Sortformer is NVIDIA’s end-to-end streaming speaker diarization model, converted to CoreML. Unlike the pyannote pipeline (segmentation + clustering), Sortformer is a single neural network with 4 fixed speaker slots. Model: FluidInference/diar-streaming-sortformer-coreml

Key Properties

  • 4 fixed speaker slots with real-time inference
  • No separate segmentation + clustering stages
  • Streaming only (no offline mode)
  • Best for scenarios with 4 or fewer speakers

When to Use Sortformer vs Pyannote

Sortformer can beat pyannote on benchmarks with certain configs, but benchmark DER does not always reflect production performance.
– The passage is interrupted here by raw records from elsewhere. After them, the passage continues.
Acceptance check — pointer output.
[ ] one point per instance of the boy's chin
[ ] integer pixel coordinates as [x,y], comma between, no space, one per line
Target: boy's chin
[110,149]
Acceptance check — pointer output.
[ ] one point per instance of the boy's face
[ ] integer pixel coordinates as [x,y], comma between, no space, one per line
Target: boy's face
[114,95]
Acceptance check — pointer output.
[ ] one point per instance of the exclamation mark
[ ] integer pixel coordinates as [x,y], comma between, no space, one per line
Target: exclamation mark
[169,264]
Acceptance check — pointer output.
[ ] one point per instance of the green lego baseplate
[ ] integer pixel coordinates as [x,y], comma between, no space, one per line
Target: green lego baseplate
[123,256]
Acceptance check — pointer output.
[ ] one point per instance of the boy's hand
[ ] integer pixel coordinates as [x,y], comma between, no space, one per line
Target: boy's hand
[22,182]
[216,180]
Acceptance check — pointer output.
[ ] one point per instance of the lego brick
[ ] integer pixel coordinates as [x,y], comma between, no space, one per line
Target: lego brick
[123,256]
In practice:
ScenarioRecommendationWhy
Noisy / background noiseSortformerMore robust to non-speech audio
4 or fewer speakersSortformerDesigned for this — single model, no clustering
5+ speakersPyannote offlineSortformer only has 4 speaker slots, will miss speakers
Overlapping speech (5+ people)Pyannote offlineSortformer breaks down with heavy crosstalk beyond 4
Best overall accuracyPyannote offline15% DER vs 32% — more consistent in production
Streaming required, simple meetingsSortformerSingle model, no clustering overhead
Benchmarks are not always consistent with production usage. Pyannote’s offline pipeline with aggressive tuning can score lower DER on AMI, but those configs may not generalize. Sortformer’s 32% DER is more representative of real-world performance on meetings with 4 or fewer speakers.

Benchmarks

AMI SDM (16 meetings, single distant microphone). Audio length: 30.4s chunks (NVIDIA high-latency config):
MetricValue
Average DER31.7%
Average Miss21.5%
Average FA0.5%
Average SE9.7%
Average RTFx126.7x
See full benchmarks for per-meeting breakdown.

CLI

swift run fluidaudio sortformer-benchmark \
  --nvidia-high-latency --hf --auto-download